1. Encourage participation to win your readers
Probably the most important lesson I learned from the conference came from Scott Jaschik,co-founder and editor of Inside Higher Ed. In order to engage readers, it’s not enough to just write about students and the issues important to them. To fully engage students in the story and create a dialogue, we need to encourage active participation with the paper. Jaschik used the idea of stories on parking problems as an example. Rather than write articles about parking changes or problems, try doing a contest searching for the worst parking horror story and offer a prize to the best tale of woe. The prizes offered should connect back to the story, like a one day pass to park in the faculty lot or one day of free valet parking (how cool would that be? Probably a little iffy when it comes to insurance, but a great direction none the less).
2. Want to be an education reporter? Show up and get learnin’
EWA project director Kenneth Terrell offered his thoughts on ways student journalists can get a leg up on their peers during a conversation at lunch. Terrell suggested that the best way to get into educational journalism was to attend as many conferences like the EWA’s as possible. Not only does it allow you the chance to learn what issues are affecting schools around the country, and how journalists are attacking these stories, it provides an opportunity to make connections with professional journalists. This can help to give you some inroads after college, when you’re looking for a job, but also give you information about things you never knew existed. Which leads us to…

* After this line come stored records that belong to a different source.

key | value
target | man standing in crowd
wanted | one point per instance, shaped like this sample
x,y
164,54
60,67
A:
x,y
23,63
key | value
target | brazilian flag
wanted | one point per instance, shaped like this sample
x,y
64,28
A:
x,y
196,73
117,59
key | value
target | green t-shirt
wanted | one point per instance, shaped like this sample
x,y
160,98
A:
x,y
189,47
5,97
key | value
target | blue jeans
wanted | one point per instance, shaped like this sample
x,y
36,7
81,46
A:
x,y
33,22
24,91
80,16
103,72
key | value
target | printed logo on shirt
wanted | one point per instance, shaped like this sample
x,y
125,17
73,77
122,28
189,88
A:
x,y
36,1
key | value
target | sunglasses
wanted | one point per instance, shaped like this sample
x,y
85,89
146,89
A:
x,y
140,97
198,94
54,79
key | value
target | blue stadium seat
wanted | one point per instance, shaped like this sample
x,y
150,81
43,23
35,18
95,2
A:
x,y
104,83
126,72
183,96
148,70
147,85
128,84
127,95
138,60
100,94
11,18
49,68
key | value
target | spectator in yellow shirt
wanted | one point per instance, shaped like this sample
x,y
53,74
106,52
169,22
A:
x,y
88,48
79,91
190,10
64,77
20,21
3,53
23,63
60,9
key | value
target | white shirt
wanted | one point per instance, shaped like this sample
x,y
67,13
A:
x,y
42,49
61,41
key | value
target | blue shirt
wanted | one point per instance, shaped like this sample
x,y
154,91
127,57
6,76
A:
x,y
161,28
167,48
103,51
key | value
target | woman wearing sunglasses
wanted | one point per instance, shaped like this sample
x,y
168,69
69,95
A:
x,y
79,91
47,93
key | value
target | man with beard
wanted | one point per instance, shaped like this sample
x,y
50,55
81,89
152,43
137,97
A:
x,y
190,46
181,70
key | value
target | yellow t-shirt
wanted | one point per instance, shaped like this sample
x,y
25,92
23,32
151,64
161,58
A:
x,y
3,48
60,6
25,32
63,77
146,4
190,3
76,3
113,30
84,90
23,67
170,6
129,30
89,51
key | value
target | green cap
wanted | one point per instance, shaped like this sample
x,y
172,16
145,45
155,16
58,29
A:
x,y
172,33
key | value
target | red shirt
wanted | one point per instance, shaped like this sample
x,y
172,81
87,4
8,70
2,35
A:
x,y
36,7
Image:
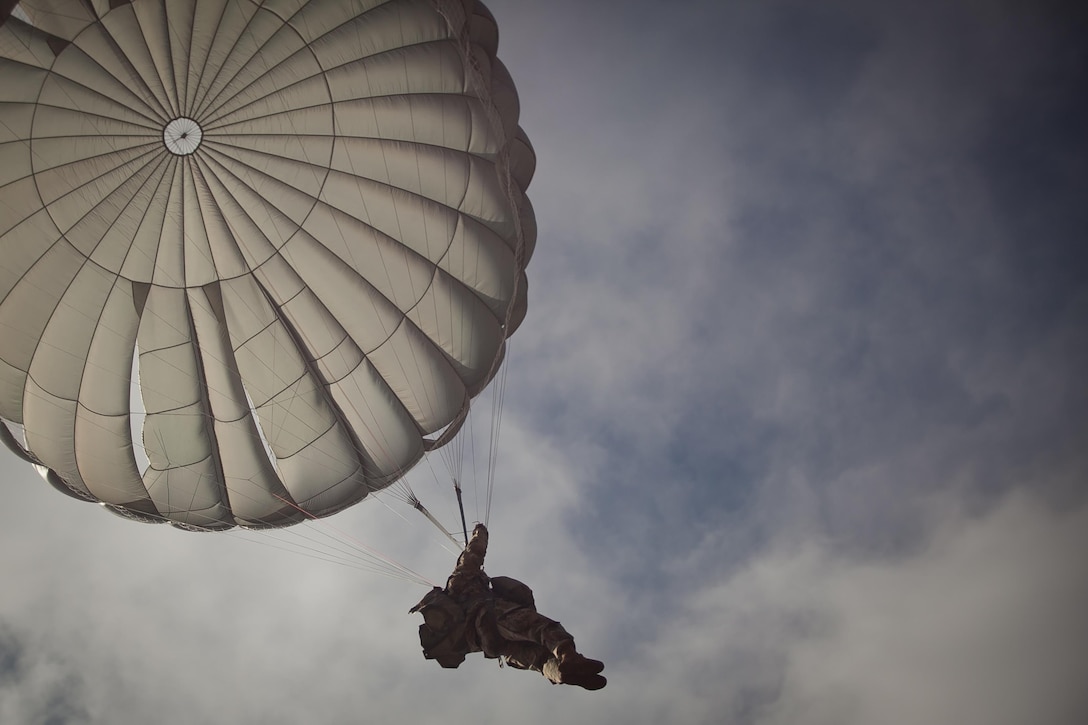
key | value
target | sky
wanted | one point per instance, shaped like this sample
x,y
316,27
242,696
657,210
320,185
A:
x,y
794,429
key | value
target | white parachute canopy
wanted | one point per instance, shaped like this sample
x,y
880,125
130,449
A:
x,y
256,257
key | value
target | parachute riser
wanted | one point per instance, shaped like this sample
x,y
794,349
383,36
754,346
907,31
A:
x,y
418,505
460,506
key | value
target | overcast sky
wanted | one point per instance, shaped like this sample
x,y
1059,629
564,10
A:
x,y
794,432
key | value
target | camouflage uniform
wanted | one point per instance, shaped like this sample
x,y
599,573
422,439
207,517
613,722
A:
x,y
501,619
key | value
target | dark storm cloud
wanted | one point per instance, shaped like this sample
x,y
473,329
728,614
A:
x,y
794,425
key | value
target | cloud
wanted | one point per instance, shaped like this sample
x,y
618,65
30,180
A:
x,y
983,627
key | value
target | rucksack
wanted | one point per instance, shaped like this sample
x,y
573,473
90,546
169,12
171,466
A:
x,y
442,634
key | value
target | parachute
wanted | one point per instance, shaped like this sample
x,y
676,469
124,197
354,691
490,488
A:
x,y
257,257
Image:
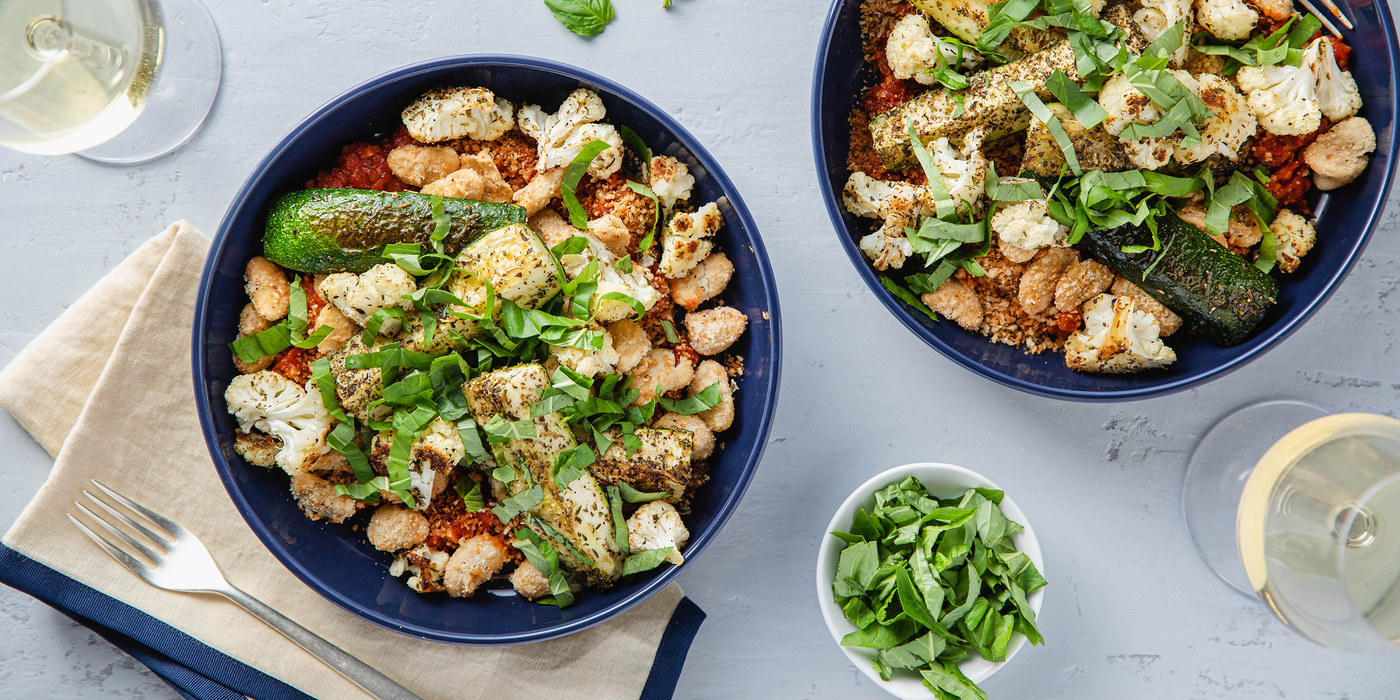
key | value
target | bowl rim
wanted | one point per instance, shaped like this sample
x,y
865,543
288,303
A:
x,y
770,392
1270,338
829,549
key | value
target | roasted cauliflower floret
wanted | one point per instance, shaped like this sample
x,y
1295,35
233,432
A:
x,y
445,114
1228,130
588,363
340,328
630,342
268,287
956,301
1229,20
272,403
686,240
431,458
1166,318
634,283
1158,16
965,172
1116,339
562,136
895,203
359,388
1294,235
657,525
671,181
1028,226
1284,98
1339,156
1337,93
472,564
360,296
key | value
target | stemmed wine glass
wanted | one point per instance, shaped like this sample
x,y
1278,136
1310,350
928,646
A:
x,y
1301,507
119,81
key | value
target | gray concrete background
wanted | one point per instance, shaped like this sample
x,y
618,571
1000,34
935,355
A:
x,y
1130,612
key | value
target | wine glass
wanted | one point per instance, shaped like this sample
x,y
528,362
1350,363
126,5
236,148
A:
x,y
119,81
1301,507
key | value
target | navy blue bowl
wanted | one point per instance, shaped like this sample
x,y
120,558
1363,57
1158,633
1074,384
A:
x,y
1347,217
339,563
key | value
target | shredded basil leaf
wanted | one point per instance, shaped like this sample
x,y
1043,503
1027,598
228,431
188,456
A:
x,y
644,560
634,496
576,172
583,17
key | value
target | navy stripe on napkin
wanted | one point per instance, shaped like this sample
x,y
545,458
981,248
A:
x,y
202,672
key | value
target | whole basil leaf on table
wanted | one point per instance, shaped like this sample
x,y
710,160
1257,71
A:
x,y
931,581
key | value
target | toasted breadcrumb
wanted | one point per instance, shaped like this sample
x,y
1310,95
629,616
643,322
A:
x,y
660,371
528,581
513,153
630,342
258,448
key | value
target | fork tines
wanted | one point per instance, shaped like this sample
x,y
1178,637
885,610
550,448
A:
x,y
116,541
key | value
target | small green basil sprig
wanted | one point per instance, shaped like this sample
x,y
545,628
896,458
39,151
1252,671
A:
x,y
930,581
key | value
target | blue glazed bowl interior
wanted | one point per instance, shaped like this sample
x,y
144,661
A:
x,y
1347,217
336,560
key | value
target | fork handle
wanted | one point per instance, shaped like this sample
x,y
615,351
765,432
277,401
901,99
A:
x,y
356,671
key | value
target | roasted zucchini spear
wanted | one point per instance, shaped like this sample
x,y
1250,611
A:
x,y
517,265
1218,293
661,464
1096,149
989,101
968,18
578,514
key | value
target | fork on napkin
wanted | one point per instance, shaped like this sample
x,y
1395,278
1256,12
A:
x,y
118,406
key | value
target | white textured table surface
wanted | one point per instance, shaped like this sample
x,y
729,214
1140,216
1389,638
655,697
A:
x,y
1130,612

3. Chess reporting. Yes. It’s a thing.
When Jamaal Abdul-Alim off-handedly mentioned that he was a chess reporter, Twitter blew up. Abdul-Alim offered some great advice on using what you know and love (in his case, chess) and applying it to other fields. Abdul-Alim started freelancing at different chess tournaments around the country and the world and started building connections. He found that most of the major tournaments were hosted by defense contractors, who use the tournaments as a way to scout talent. These connections have been invaluable throughout his career. No, we don’t all have to become chess reporters, but think about the things that interest you. How can you connect those things to the larger world and build, not only your contacts, but your understanding of the world at large and as a result become a better journalist.
4. Find the person who knows it all.
Scott Jaschik mentioned during his session on building better stories something that really struck a chord with me. “Who is the unofficial university historian” at your school. What he meant was: Who understands the way things work now, and the way things worked in the past? Who knows all of the school’s dirty little secrets, and better yet, who is willing to tell you about them? Find that person. It won’t be easy, and more than likely there’s more than one. Whoever this person is could be a literal fount of information.
5. Rankings? What rankings?
Finally, something that several panelists brought up was the idea of not reporting on rankings the way they’ve been reported on in the past. The issues we should be tackling when it comes to rankings is not the numerical ranking itself, but rather what that ranking means and how the school received it. If the school claims its major focus is in one area, but it’s ranked higher in a completely unrelated area, what’s the reason for this? Regarding sexual assaults, we shouldn’t be writing about the fact that one school received more reports of problems than another. Rather, we should be discussing why one school has more reports. This doesn’t have to mean that more reports of assaults indicate the school has more problems, it could mean that the school is making students feel more comfortable coming forward. More reports could be a good thing. We have a tendency to write about the bad, but not the good work being done.